Performance 1974 - Marina Abramović
The Body as Object and Subject: Trust, Violence, and Institutional Critique in Marina Abramović’s Rhythm 0 (1974)
The first hour was marked by caution. Audience members gently moved her, turned her around, and placed objects in her hands. However, as time passed and no resistance was offered, behavior escalated. Within three hours, her clothes were cut off with razor blades. Her skin was cut with thorns and a scalpel, drawing blood. An audience member loaded the pistol, placed it in her hand, and forced her finger toward the trigger. A fight broke out among audience members to prevent the gun from being fired. marina abramović performance 1974
Initially immobile and silent, Abramović invited the public to act upon her body without restriction. Crucially, the gallery staff instructed the audience that they were not to be held legally or morally accountable for their actions. The Body as Object and Subject: Trust, Violence,
By the sixth hour, Abramović was stripped, bleeding, and crying. When she finally broke her passivity and walked toward the audience, they fled the room, unable to face the consequences of their actions. Within three hours, her clothes were cut off
Rhythm 0 was the final piece in Abramović’s Rhythm series, which systematically explored states of consciousness, bodily limits, and the relationship between performer and spectator. For this performance, Abramović arranged 72 objects on a table, including pleasurable items (feathers, perfume, a rose), neutral ones (a book, matches), and instruments of pain and danger (scissors, a scalpel, a razor blade, a loaded pistol with one bullet). Accompanying instructions read: “There are 72 objects on the table that one can use on me as desired. I am the object. I take full responsibility for the duration of six hours.”

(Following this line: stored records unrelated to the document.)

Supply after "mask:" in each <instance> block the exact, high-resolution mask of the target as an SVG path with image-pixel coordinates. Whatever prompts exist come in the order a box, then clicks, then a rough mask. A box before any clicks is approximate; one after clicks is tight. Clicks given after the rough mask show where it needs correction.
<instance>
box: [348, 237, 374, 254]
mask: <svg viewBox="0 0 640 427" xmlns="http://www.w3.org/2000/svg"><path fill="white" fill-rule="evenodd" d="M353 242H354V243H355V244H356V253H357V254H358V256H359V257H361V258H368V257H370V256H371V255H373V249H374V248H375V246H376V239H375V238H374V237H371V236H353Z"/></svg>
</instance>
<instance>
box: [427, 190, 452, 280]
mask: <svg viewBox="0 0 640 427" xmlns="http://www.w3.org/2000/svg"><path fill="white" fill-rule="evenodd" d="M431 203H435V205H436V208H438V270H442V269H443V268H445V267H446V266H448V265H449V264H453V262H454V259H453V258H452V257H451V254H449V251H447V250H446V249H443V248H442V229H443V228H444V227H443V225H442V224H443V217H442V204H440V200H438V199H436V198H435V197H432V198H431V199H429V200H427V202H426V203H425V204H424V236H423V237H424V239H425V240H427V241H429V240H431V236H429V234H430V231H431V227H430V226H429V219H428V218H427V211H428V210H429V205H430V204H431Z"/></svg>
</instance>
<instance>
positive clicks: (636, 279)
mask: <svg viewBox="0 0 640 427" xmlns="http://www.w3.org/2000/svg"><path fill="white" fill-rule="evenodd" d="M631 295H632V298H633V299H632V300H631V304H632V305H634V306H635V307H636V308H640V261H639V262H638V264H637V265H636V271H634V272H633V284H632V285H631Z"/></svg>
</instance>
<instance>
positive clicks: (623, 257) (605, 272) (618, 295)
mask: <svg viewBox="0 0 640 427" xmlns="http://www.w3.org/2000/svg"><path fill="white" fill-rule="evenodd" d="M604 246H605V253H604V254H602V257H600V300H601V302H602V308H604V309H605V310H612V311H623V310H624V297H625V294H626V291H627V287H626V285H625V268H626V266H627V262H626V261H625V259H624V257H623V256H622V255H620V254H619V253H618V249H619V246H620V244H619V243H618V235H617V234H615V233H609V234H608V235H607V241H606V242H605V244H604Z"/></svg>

Marina Abramović’s 1974 performance Rhythm 0 stands as a landmark in the history of body art and relational aesthetics. Conducted at the Studio Morra in Naples, the six-hour work tested the limits of the artist’s body, the psychology of the audience, and the implicit social contracts governing public interaction. By placing herself as a passive object, Abramović transformed the gallery into a laboratory of human behavior, exposing the potential for cruelty inherent in anonymous, consequence-free environments.